We develop educational programs and publications based on Anne’s life story. We manage the collection and open Anne’s hiding place up to the public. It is our way of making young people aware of the dangers of antisemitism, racism, and discrimination, and the importance of freedom and equal rights.
Mission of the Anne Frank House
The Anne Frank House is an independent organisation dedicated to the preservation of the place where Anne Frank went into hiding and wrote her diary during the Second World War. The organisation brings the life story and the work of Anne Frank to the attention of as many people as possible worldwide, partly with the aim of raising awareness of the dangers of antisemitism, racism and discrimination and the importance of freedom, equal rights and democracy.
Read more about the way we interpret our mission in our annual report.
Also read the 2018 Annual Report (pdf)
The strategic goals of the Anne Frank House are inspired by its mission, which essentially consists of two main tasks: informing the public, and education. These tasks are closely related.
The Anne Frank House
The Anne Frank House is a museum with a story behind it. The visitors experience this story through quotes, photos, film clips, and original items, such as the bookcase, the pictures in Anne’s room, and the diaries.

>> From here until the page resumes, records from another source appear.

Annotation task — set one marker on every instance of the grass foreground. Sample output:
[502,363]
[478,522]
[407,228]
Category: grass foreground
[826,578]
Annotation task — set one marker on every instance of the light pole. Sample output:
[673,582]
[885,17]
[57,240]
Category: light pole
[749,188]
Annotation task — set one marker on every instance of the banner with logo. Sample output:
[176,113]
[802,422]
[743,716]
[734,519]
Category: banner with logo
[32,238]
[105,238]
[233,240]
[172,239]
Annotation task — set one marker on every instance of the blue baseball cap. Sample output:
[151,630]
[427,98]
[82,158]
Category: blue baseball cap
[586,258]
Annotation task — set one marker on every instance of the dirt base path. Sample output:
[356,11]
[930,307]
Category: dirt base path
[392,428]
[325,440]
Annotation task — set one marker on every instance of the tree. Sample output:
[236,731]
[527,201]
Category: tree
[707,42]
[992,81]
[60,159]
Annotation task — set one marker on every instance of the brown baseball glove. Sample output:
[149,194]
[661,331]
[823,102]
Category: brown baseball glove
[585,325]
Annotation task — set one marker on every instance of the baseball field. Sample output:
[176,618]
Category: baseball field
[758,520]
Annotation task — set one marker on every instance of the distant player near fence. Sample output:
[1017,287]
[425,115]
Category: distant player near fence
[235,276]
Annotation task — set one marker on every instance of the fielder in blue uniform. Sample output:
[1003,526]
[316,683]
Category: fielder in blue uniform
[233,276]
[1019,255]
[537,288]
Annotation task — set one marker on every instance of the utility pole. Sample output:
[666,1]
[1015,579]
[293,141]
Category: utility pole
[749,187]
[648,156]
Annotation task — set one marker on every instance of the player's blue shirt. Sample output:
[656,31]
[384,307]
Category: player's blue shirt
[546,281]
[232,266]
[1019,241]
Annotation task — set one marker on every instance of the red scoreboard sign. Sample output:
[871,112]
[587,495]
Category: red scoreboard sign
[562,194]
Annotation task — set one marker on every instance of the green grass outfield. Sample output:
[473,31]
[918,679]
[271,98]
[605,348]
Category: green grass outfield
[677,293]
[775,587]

The atmosphere in the museum is authentic and subdued.
Preserving the hiding place and opening it to the public is one of the main goals of the organisation.
Collection and research
The Secret Annex and the diaries of Anne Frank are the main elements of the Anne Frank collection. Of course, the collection also contains other special items, such as letters, pictures, and objects belonging to the Frank family, the other people in hiding, and the people who helped them. The Anne Frank House manages the collection and carries out historical research.
The Anne Frank House develops educational programmes and products, based on Anne’s life story. The material inspires young people from around the world and links into their lives.
In the life of Anne Frank, antisemitism, prejudice, unequal treatment, and the denial of human rights played an important role. The Anne Frank House puts these issues on the table to make young people aware of them and to change their attitude and view of the world.
Anne Frank Youth Network
Every year, we invite young people between the ages of 16 and 20 to get involved in the fight against prejudice and discrimination. When they join our Youth Team, they automatically become part of the Anne Frank Youth Network.
Teachers and other professionals
Teachers are frequently confronted with discrimination, prejudice, and stereotypes in their classrooms. And how do you cover topics such as the Holocaust and the persecution of the Jews in your lessons? Thousands of teachers in the Netherlands and abroad participate in our meetings, training courses, and workshops and become better equipped at handling these topics.
In addition, we provide training courses for other professionals dealing with the same issues, for instance within the police force or football clubs.
In over 70 countries the Anne Frank House is involved in telling the story of Anne Frank. We produce travelling exhibitions and do educational projects with our partners.